Buescher Jessica L, El-Hodiri Heithem M
Center for Molecular and Human Genetics, Nationwide Children's Research Institute, Columbus, OH.
Department of Pediatrics, College of Medicine, The Ohio State University, Columbus, OH.
Mol Vis. 2019 Feb 23;25:165-173. eCollection 2019.
The evolutionarily conserved retinal homeobox (Rax) transcription factor is essential for normal eye development in all vertebrates. Despite Rax's biologic significance, the molecular mechanisms underlying Rax molecular function as a transcriptional regulator are poorly defined. The gene encodes a conserved octapeptide motif (OP) near the N-terminus and several conserved regions in the C-terminus of unknown function, including the orthopedia, aristaless, rax (OAR) domain and the RX domain. The purpose of this study is to investigate the contribution of these conserved domains in Rax function.
N-and C-terminal deletion and point mutations were generated in (previously known as Rx1A) using PCR-based methods. We examined the ability of mutated Rax to transactivate a reporter gene consisting of a portion of a target gene promoter (from the gene) fused to a firefly luciferase coding region and transfected into human embryonic kidney 293T (HEK293T) cells. Portions of the Rax C-terminal region were also assayed for transactivation activity in the context of a heterologous DNA binding domain with an appropriate reporter gene.
Full-length Rax weakly activated the reporter. Deletion of the Rax C-terminus increased Rax activity, suggesting that the C-terminus functions to repress Rax activity. Further deletion eventually resulted in a decrease in activity, suggesting that the C-terminal region also can function to enhance Rax activity. Deletion or mutation of the OP motif resulted in a slight decrease in Rax activity. Mutation or deletion of the N-terminal OP motif resulted in a mild decrease in activity and dampened the activity levels of the C-terminal deletions. Further, fusion of the C-terminus of Rax to a heterologous DNA binding domain enhanced transactivation.

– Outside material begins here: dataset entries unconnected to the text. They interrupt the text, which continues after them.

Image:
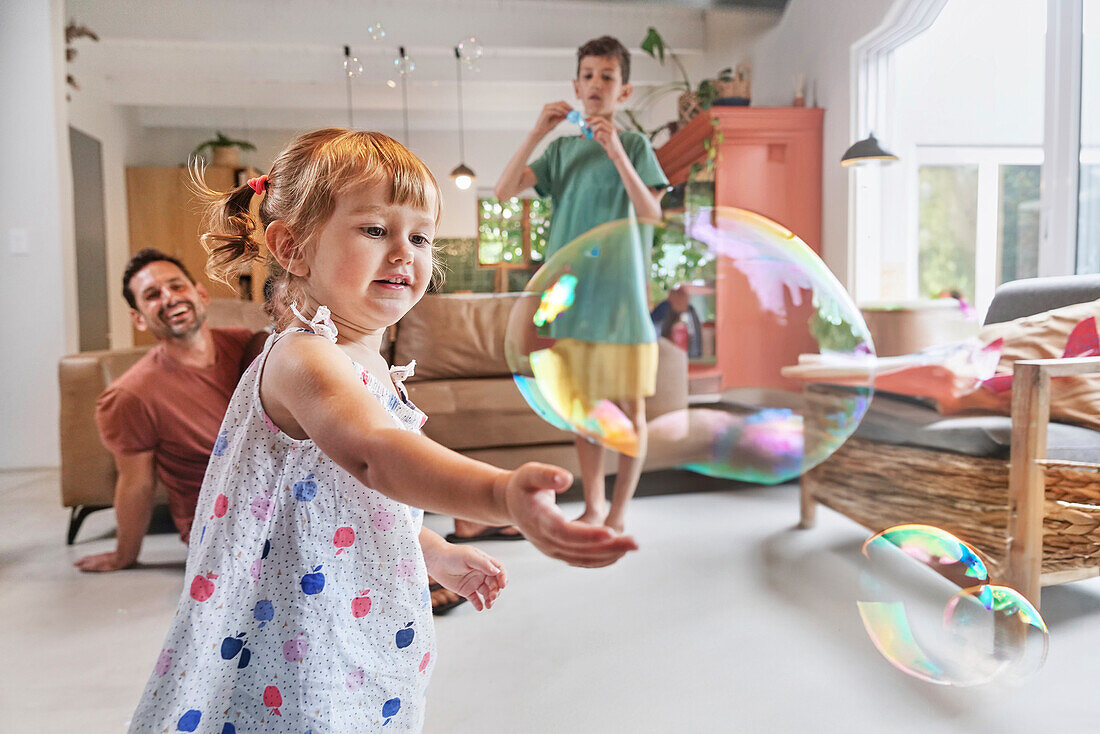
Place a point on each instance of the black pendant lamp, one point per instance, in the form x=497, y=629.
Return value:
x=463, y=175
x=866, y=151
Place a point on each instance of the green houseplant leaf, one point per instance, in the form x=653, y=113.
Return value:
x=221, y=141
x=653, y=44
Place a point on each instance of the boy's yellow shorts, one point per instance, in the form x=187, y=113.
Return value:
x=593, y=371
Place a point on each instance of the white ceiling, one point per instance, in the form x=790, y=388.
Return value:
x=208, y=63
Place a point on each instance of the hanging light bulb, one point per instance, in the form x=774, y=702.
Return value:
x=352, y=66
x=404, y=64
x=866, y=151
x=470, y=51
x=463, y=175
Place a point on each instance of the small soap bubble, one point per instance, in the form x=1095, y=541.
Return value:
x=352, y=66
x=470, y=50
x=404, y=65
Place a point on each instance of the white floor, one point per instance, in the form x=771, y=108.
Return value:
x=726, y=620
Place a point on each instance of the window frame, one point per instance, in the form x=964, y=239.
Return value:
x=503, y=267
x=875, y=218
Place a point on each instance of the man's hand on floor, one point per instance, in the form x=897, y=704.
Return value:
x=100, y=562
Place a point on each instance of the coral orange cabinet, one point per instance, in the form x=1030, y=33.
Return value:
x=769, y=162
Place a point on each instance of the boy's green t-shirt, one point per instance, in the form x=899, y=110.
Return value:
x=586, y=189
x=586, y=192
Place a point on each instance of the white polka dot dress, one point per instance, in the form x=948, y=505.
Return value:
x=305, y=604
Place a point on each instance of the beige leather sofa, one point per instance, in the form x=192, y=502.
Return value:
x=462, y=382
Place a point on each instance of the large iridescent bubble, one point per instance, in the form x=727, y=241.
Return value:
x=928, y=607
x=790, y=362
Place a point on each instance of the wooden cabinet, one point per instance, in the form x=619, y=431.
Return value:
x=165, y=215
x=769, y=162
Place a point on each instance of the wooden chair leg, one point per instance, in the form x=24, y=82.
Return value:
x=1031, y=411
x=807, y=505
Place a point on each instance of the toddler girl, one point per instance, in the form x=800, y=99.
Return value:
x=306, y=603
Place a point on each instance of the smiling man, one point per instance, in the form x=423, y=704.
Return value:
x=161, y=418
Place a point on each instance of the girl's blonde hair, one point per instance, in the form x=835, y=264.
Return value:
x=301, y=189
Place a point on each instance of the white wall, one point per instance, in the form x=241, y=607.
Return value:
x=486, y=153
x=814, y=37
x=114, y=129
x=958, y=85
x=37, y=289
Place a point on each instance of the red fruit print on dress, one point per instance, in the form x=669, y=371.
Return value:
x=220, y=506
x=343, y=538
x=361, y=605
x=202, y=587
x=262, y=506
x=273, y=700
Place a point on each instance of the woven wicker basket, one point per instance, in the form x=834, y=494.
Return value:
x=880, y=485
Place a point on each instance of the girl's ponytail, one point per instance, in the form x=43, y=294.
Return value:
x=230, y=229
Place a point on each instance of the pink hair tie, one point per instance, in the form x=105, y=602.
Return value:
x=259, y=185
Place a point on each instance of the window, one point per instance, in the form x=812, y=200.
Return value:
x=947, y=230
x=1088, y=211
x=971, y=124
x=512, y=232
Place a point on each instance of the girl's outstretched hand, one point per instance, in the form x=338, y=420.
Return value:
x=529, y=494
x=469, y=572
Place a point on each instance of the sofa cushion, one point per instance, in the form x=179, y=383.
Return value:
x=455, y=336
x=1043, y=336
x=898, y=419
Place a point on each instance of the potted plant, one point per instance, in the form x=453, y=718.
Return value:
x=226, y=151
x=691, y=100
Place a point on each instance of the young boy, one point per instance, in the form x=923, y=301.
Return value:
x=613, y=175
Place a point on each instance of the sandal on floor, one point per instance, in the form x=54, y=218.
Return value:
x=487, y=534
x=440, y=610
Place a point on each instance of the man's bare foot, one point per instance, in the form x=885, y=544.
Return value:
x=464, y=530
x=593, y=516
x=442, y=600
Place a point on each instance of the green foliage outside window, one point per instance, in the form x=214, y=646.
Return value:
x=501, y=232
x=679, y=259
x=947, y=229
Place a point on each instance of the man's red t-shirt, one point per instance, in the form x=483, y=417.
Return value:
x=174, y=411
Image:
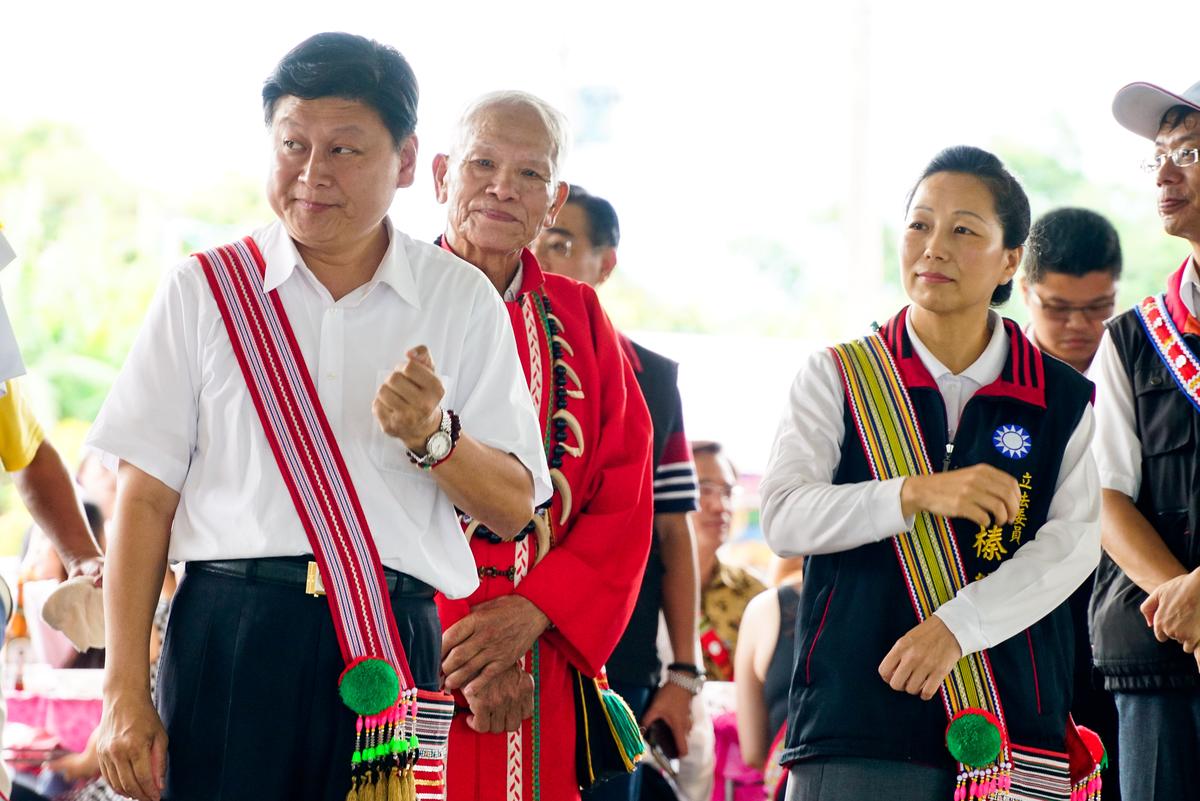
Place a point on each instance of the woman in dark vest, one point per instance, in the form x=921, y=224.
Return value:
x=936, y=476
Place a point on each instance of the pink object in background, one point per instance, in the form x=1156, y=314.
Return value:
x=71, y=720
x=732, y=778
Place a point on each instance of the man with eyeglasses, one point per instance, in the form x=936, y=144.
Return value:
x=725, y=590
x=1146, y=602
x=1069, y=282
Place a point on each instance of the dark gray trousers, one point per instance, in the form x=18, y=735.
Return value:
x=247, y=690
x=1159, y=734
x=853, y=780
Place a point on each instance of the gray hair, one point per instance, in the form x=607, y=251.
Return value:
x=555, y=121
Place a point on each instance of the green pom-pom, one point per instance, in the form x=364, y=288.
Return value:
x=973, y=740
x=369, y=686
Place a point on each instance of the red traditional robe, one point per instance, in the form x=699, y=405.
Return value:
x=599, y=534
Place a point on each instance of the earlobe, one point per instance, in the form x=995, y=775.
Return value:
x=407, y=172
x=561, y=193
x=441, y=166
x=607, y=264
x=1014, y=262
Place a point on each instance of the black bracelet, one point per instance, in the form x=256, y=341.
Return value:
x=684, y=667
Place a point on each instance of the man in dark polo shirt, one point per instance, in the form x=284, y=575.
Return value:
x=1146, y=603
x=582, y=245
x=1069, y=285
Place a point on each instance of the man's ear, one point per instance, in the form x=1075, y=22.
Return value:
x=441, y=167
x=607, y=264
x=564, y=188
x=407, y=172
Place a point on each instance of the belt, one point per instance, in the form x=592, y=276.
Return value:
x=301, y=572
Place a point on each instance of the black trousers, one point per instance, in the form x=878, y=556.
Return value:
x=247, y=690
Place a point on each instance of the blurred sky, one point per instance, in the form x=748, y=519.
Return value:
x=706, y=124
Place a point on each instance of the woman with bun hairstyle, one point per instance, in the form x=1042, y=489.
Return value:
x=936, y=477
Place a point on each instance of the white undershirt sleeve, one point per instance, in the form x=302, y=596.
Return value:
x=803, y=512
x=1044, y=571
x=1117, y=449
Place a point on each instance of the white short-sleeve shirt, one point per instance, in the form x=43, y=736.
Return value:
x=180, y=409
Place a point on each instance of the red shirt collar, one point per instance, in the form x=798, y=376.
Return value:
x=1021, y=378
x=1175, y=306
x=532, y=276
x=627, y=344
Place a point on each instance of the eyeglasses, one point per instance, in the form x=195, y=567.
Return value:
x=1062, y=312
x=719, y=489
x=1180, y=157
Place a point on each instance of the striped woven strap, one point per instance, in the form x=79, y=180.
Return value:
x=928, y=553
x=1170, y=347
x=307, y=456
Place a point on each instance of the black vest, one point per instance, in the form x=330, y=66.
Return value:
x=1168, y=427
x=855, y=604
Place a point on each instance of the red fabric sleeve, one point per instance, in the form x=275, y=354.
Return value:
x=588, y=583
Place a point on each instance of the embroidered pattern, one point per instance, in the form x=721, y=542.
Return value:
x=1169, y=344
x=1012, y=441
x=929, y=556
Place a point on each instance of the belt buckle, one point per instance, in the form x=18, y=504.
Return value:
x=313, y=584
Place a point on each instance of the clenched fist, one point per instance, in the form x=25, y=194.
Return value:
x=408, y=403
x=981, y=493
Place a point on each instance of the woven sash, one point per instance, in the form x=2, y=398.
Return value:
x=1170, y=347
x=377, y=682
x=929, y=560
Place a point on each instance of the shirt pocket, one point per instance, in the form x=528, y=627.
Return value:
x=1165, y=429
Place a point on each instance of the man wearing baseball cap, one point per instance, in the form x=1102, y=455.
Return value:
x=1146, y=604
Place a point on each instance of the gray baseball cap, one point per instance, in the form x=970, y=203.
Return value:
x=1140, y=107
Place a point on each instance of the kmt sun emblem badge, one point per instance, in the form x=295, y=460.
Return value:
x=1013, y=441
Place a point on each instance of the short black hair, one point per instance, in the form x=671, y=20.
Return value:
x=1074, y=242
x=1012, y=204
x=352, y=67
x=1175, y=115
x=604, y=228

The present data indicate that the C-terminus of Rax can function to repress or activate transcription in a context-dependent manner. These data support our hypothesis that the highly conserved OAR domain, in combination with other regulatory elements in the Rax C-terminus, coordinates Rax activity, perhaps through functional interaction with the N-terminal OP motif. Taken together, these data provide insight into the structural features that regulate Rax activity.
进化上保守的视网膜同源框(Rax)转录因子对所有脊椎动物的正常眼睛发育至关重要。尽管Rax具有生物学意义,但其作为转录调节因子的分子功能背后的分子机制仍不清楚。该基因在N端附近编码一个保守的八肽基序(OP),在C端有几个功能未知的保守区域,包括正位框、无触角、rax(OAR)结构域和RX结构域。本研究的目的是探讨这些保守结构域在Rax功能中的作用。
使用基于PCR的方法在(以前称为Rx1A)中产生N端和C端缺失及点突变。我们检测了突变型Rax激活由一部分靶基因启动子(来自基因)与萤火虫荧光素酶编码区融合而成的报告基因的能力,并将其转染到人胚肾293T(HEK293T)细胞中。Rax C端区域的部分片段也在具有适当报告基因的异源DNA结合结构域的背景下检测其反式激活活性。
全长Rax对报告基因的激活作用较弱。Rax C端的缺失增加了Rax的活性,表明C端起到抑制Rax活性的作用。进一步缺失最终导致活性降低,表明C端区域也可起到增强Rax活性的作用。OP基序的缺失或突变导致Rax活性略有下降。N端OP基序的突变或缺失导致活性轻度降低,并减弱了C端缺失的活性水平。此外,将Rax的C端与异源DNA结合结构域融合可增强反式激活作用。
目前的数据表明,Rax的C端可根据具体情况起到抑制或激活转录的作用。这些数据支持了我们的假设,即高度保守的OAR结构域与Rax C端的其他调节元件相结合,可能通过与N端OP基序的功能相互作用来协调Rax的活性。综上所述,这些数据为调节Rax活性的结构特征提供了见解。